Singapore government announces more anti-speculation measures
January 17, 2011 - Singapore
Singapore's government announced a new round of cooling measures yesterday aimed at keeping the property market stable and sustainable. The latest measures - the fourth round in 16 months - are as follows:
-The holding period for the imposition of a Seller's Stamp Duty (SSD) has been increased from three to four years.
-For residential properties bought on or after January 14, 2011, SSD rates have been raised to 16 per cent for those sold in the first year of purchase, 12 per cent for those sold in the second year, 8 per cent if sold in the third year, and 4 per cent if sold in the fourth year.
-The Loan-to-Value (LTV) limit has been lowered to 50 per cent on housing loans granted by financial institutions regulated by the Monetary Authority of Singapore (MAS) for property purchasers who are not individuals
-The LTV limit on housing loans granted by financial institutions regulated by MAS has been lowered from 70 to 60 per cent for property purchaser who are individuals with one or more outstanding housing loans at the time of the new home purchase.

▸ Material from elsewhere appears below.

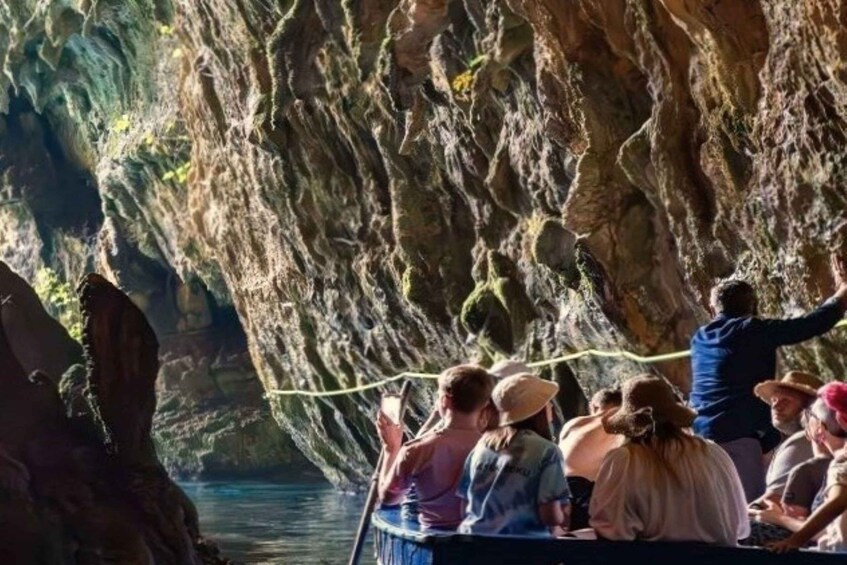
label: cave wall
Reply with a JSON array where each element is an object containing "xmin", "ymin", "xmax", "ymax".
[{"xmin": 0, "ymin": 0, "xmax": 847, "ymax": 484}]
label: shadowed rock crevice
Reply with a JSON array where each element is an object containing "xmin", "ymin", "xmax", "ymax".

"The Government's objective is to ensure a stable and sustainable property market where prices move in line with economic fundamentals," the Ministry of National Development, Ministry of Finance, and MAS said in a joint statement.
"The previous government measures have to some extent moderated the market, but sentiments remain buoyant. The seller's stamp duty rates will be increased sharply so as to provide a strong disincentive for investors looking to make short term gains."
An immediate impact of postponement of new project launches by developers and a decrease in new housing loan application is expected, but many in the real estate industry believe that conditions in Singapore's property market will remain favourable.
The Real Estate Development Association of Singapore said in a statement that the measures will discourage speculation, but that the "property market will continue to be underpinned by sound economic fundamentals and a favourable business environment."
"The government is erring on the side of caution," Donald Han, Singapore-based managing director at real estate services company Cushman & Wakefield, told Bloomberg Businessweek.
"We need to monitor this because history has shown that some of these measures lasted only two to three months, and the market comes right back to full life again."
Han said that the timing of the measures, a few days before December home sales statistics are announced, suggest that the government may be concerned about a rise in sales volume and prices from September to December.
As intended, the measures will most adversely affect those looking to make a quick buck on "flipping" a property. "This new round of cooling measures will adversely affect sentiment in the property market in the coming months," said Nicholas Mak, an executive director at SLP International Property Consultants in Singapore.
"They could also catch many investors who had bought residential properties in the last two years by surprise. Some of the buyers could be investors who are banking on rising property prices to make a quick profit."